Disappearance of Robert Hoagland

"Robert Hoagland" redirects here. For the plant scientist, see Dennis Robert Hoagland.
Robert Hoagland

A bald white man with blue eyes, seen from an angle slightly below his face, with leaves in the back.

Image of Hoagland distributed after his disappearance, showing scar over his left eye.
Disappeared July 28, 2013
Sandy Hook, Connecticut, U.S.
Status Missing for 3 years, 4 months and 8 days
Residence Sandy Hook
Nationality American
Occupation Chef, property appraiser
Known for Mysterious disappearance
Height 6 ft 0 in (183 cm)
Weight 175 lb (79 kg)

On the morning of July 28, 2013, security cameras at a Mobil station in Newtown, Connecticut, United States, recorded Robert Hoagland (born 1963), a local chef and property appraiser, buying a map along with fuel for his wife's car. He was last seen by anyone who knew him later that morning, when his son said goodbye to him while he was mowing the lawn of the family home, a conversation also witnessed by a neighbor. He failed to show up for work the next morning or pick up his wife when she returned home from an overseas trip that afternoon. He was reported missing and his whereabouts are still unknown.[1]

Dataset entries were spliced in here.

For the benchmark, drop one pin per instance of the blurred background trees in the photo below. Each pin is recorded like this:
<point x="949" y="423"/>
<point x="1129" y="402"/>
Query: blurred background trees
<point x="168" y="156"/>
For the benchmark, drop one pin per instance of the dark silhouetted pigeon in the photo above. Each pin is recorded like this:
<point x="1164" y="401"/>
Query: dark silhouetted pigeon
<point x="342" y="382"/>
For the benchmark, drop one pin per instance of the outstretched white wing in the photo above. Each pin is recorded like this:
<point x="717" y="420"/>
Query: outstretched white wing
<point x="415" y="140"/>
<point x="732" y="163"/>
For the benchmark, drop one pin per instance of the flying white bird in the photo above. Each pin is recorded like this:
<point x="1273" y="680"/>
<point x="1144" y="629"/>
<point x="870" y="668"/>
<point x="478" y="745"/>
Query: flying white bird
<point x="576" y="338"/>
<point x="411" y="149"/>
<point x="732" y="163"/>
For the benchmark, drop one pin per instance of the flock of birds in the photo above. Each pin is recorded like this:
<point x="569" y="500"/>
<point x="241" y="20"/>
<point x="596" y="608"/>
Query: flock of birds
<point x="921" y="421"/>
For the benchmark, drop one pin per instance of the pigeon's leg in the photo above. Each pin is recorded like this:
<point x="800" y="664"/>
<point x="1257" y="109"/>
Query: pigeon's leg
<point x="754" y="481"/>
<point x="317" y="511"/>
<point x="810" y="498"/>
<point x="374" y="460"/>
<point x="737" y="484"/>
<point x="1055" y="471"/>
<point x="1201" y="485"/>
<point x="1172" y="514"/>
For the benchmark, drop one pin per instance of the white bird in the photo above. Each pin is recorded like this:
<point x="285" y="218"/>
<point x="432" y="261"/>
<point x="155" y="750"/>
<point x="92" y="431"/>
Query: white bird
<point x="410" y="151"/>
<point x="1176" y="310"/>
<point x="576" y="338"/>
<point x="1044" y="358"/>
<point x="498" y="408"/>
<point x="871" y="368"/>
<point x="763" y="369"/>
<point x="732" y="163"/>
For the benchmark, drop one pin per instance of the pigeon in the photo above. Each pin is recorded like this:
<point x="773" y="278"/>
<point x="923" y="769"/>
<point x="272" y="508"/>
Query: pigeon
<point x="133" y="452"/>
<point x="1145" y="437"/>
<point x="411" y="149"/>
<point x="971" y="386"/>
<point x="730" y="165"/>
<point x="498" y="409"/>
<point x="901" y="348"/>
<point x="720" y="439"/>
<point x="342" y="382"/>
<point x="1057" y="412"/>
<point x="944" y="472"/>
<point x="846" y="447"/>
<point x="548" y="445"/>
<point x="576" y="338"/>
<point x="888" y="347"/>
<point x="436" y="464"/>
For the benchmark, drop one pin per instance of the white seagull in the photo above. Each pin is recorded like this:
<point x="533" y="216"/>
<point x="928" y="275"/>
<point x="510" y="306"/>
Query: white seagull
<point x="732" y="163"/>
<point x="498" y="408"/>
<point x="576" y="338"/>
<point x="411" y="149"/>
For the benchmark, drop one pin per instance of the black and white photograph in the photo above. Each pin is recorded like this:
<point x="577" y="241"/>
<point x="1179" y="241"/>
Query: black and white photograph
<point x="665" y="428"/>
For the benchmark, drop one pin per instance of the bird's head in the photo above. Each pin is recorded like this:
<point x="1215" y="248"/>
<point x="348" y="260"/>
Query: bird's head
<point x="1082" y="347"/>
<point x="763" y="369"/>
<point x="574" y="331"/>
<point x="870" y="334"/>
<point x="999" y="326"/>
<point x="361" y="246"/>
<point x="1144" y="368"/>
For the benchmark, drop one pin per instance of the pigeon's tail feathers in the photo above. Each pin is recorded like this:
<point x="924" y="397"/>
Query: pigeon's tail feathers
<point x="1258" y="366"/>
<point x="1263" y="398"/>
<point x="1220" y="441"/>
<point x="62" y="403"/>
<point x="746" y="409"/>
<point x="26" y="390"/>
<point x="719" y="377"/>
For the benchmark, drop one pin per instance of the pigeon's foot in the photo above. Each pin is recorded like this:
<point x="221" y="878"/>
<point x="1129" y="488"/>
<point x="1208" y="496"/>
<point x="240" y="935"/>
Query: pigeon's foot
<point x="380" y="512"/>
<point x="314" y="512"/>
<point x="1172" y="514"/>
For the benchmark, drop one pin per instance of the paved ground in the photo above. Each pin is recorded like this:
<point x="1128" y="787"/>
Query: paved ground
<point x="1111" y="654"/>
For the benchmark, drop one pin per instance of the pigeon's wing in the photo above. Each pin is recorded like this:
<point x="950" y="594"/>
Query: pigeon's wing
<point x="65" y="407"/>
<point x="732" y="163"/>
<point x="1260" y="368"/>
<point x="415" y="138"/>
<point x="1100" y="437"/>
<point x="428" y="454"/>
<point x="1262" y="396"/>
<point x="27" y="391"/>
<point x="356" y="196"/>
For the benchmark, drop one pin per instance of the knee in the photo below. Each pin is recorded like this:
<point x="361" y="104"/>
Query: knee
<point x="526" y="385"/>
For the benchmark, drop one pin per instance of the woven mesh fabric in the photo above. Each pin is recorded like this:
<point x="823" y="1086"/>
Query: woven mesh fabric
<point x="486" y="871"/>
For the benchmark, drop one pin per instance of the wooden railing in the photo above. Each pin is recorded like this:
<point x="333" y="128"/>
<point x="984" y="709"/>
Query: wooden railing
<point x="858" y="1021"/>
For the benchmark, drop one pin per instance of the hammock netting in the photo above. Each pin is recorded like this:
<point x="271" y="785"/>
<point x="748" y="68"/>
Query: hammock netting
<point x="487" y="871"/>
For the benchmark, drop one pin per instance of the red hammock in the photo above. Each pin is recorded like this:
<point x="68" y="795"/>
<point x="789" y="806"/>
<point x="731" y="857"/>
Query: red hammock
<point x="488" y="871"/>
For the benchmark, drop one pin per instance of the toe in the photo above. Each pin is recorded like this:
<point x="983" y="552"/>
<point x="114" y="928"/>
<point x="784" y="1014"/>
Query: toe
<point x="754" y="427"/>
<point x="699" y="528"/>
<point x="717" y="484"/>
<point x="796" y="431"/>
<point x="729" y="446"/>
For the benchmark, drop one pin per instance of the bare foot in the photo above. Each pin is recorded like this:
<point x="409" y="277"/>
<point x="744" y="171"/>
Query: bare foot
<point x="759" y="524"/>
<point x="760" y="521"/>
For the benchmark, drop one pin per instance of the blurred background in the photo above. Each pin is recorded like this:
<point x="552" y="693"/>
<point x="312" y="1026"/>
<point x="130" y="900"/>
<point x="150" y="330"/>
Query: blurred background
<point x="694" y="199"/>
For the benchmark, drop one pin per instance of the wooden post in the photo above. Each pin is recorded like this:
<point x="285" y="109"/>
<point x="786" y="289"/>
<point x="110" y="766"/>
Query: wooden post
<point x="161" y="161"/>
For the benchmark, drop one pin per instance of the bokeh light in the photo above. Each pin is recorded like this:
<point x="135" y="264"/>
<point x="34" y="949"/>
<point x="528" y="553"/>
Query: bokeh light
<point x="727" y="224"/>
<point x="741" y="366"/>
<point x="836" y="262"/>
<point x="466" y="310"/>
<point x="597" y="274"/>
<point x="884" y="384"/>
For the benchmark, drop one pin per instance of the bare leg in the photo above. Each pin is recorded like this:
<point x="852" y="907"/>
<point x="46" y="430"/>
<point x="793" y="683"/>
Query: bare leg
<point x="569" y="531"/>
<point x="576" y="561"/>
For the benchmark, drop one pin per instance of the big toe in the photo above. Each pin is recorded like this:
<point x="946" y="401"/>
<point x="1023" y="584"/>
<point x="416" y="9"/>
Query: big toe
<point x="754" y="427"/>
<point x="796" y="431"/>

Police investigated several sightings of Hoagland over the next year, mostly nearby.[2] Tips also placed him in Southern California[3] and South Carolina;[4] neither they nor the alleged sightings yielded any trace of him. Theories about his disappearance range from foul play, possibly connected to his son's drug problems, to an attempt to start a new life. The case has been featured on an episode of the Investigation Discovery channel series Disappeared.[1][5]

Background

Hoagland and his wife Lori, a culinary arts teacher at Newtown High School, lived on Glen Road in the town's Sandy Hook section,[6] where they had raised their three sons to young adulthood. The couple had at one point separated for two years, but later reconciled. Lori Hoagland says they had begun planning their retirements.[7]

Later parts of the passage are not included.